The Federal Maritime Commission‘s acting chairman also noted that according to established criteria, the ocean shipping industry is not considered to be concentrated.
This, despite the fact that the number of major container carriers has dropped in recent years from 20 to 13, thanks to mergers, and the fact that the container shipping industry is now organized into three major alliances, Ocean Alliance, THE Alliance, and 2M. Alliances are essentially vessel-sharing agreements that also allow carriers to share information regarding their joint activities.
What will be the impact of the second generation of alliances? “I believe it will be in cost savings and efficiencies,” said Mario Cordero, the former commission chair who recently resigned to head the port of Long Beach.
But the information sharing and joint contracting that has come with the new generation of alliances does raise “serious concerns by stakeholders in the shipping community because of the potential for anticompetitive behavior.”
“Alliances are not permanent mergers like those reviewed by DOJ,” noted FMC chair Michael Khoury, “but are much more dynamic arrangements that…preserve price and service competition between and among participants. The ocean common carrier members of the alliance do obtain efficiencies and cost-savings that have historically been passed on to domestic consumers especially when healthy competition exists among vessel operators.”
According to Khoury, ocean carriers within each alliance continue to compete on pricing. They also add and withdraw vessels from trades which demonstrates “that competition remains in both vessel capacity decisions and pricing decisions within the alliances.”
As far industry concentration, it remains well below the level that would raise alarms in the Justics Department’s Antitrust Division. According to Khoury, the division uses the Herfindahl-Herschman Index (HHI) to assess industry concentration.
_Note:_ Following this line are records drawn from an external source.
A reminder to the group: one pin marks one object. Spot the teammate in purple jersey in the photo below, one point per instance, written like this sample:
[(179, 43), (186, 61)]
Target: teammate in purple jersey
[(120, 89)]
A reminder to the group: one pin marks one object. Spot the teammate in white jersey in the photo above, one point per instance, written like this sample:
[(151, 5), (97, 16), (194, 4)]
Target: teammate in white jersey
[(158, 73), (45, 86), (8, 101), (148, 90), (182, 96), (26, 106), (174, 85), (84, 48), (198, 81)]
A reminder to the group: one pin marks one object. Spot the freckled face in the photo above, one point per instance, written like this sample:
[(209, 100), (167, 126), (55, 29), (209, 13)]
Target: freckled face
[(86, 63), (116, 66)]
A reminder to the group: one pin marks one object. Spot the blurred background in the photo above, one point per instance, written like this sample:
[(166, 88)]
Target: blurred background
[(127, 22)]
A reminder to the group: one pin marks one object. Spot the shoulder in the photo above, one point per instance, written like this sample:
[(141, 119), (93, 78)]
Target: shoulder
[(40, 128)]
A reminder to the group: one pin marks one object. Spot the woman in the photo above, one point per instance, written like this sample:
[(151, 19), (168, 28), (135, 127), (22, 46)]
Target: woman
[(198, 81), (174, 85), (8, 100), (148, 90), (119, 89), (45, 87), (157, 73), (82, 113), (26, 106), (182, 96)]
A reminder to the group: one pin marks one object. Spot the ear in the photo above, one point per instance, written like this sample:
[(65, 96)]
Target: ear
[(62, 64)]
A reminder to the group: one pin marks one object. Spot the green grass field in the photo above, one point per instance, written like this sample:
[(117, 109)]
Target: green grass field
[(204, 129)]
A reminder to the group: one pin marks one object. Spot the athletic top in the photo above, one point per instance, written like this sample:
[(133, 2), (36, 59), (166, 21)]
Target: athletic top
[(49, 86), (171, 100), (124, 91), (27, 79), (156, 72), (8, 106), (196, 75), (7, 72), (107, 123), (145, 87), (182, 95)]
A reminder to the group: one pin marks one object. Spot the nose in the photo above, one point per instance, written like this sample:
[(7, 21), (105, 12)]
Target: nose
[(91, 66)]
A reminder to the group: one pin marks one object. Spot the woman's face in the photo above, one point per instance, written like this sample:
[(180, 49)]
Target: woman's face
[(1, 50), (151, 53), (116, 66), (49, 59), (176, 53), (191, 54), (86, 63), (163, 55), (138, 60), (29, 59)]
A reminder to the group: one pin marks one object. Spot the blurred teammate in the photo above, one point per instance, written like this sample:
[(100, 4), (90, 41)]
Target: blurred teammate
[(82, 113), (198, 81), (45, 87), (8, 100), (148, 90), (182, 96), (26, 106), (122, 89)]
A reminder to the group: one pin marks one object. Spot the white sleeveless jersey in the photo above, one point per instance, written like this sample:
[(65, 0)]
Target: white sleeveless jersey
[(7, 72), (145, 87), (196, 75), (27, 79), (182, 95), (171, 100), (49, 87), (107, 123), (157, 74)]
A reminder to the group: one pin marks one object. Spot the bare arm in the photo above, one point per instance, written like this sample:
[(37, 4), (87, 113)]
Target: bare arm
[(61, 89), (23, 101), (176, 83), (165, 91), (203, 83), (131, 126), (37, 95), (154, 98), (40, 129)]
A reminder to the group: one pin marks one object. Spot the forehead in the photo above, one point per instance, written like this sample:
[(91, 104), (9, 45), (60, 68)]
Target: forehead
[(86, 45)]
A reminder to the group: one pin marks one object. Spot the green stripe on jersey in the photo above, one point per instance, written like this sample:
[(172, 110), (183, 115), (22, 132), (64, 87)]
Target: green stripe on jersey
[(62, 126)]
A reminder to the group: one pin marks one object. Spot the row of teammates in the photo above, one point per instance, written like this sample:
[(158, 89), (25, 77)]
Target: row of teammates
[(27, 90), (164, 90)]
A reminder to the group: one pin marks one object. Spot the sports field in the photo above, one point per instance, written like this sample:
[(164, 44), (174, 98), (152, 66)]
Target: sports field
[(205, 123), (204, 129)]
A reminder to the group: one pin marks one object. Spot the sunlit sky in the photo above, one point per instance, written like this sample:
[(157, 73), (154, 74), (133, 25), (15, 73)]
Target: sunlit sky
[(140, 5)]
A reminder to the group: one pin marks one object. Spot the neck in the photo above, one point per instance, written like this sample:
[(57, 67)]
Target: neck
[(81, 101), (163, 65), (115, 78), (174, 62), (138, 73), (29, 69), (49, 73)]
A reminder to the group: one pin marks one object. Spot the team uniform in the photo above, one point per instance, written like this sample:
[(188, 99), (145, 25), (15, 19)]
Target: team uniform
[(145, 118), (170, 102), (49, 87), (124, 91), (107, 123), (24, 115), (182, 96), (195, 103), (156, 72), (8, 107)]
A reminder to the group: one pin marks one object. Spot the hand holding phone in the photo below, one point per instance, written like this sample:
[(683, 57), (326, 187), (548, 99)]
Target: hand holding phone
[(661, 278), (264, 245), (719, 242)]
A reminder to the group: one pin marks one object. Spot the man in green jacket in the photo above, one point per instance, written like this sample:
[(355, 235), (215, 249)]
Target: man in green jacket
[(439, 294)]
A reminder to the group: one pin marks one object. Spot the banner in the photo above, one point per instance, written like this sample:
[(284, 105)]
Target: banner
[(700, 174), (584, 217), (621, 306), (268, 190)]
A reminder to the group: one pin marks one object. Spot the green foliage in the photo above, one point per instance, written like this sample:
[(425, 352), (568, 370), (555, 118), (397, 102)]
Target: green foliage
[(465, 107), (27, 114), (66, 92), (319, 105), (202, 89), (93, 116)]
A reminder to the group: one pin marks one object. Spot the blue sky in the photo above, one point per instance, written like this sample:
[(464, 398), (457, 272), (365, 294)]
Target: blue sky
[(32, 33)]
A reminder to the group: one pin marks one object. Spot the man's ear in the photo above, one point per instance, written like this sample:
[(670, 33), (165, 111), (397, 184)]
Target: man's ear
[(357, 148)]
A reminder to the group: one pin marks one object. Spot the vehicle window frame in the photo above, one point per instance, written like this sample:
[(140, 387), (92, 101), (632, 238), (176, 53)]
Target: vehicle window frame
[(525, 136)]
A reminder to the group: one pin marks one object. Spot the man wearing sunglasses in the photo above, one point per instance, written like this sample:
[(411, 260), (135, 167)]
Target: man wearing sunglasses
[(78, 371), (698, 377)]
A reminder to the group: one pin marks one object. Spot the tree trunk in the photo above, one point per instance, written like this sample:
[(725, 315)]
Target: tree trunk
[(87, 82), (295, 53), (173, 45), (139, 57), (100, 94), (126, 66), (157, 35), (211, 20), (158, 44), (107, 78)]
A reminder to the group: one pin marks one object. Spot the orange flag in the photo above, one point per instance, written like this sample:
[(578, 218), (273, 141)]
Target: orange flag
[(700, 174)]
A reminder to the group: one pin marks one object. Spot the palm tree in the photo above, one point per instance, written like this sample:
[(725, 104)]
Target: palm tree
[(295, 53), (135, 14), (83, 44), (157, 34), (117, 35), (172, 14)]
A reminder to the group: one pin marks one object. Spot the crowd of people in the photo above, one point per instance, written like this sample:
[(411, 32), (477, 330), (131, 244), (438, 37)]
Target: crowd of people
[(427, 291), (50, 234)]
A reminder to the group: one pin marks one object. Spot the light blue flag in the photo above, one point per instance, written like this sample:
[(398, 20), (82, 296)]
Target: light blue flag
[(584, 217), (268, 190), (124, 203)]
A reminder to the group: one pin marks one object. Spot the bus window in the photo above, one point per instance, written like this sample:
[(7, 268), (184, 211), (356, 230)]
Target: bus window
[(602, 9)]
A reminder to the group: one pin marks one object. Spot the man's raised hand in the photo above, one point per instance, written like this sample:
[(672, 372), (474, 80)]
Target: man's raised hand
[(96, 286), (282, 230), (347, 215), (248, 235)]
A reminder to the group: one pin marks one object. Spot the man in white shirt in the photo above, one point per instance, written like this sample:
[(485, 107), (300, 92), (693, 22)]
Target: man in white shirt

DOJ’s merger guidelines regards markets as not concentrated if the HHI is below 1,500. Following the latest merger, the HHI for the container shipping industry in the international US trades today is 752.
Khoury credits the alliance structure with facilitating “the survival of independent companies, preserving competition, and averting further industry concentration.” “The interests of the American shipping public and the American consumer will not be well served,” he noted, “if carrier consolidations ultimately result in only a handful of mega-carriers remaining to transporting the nation’s cargo.”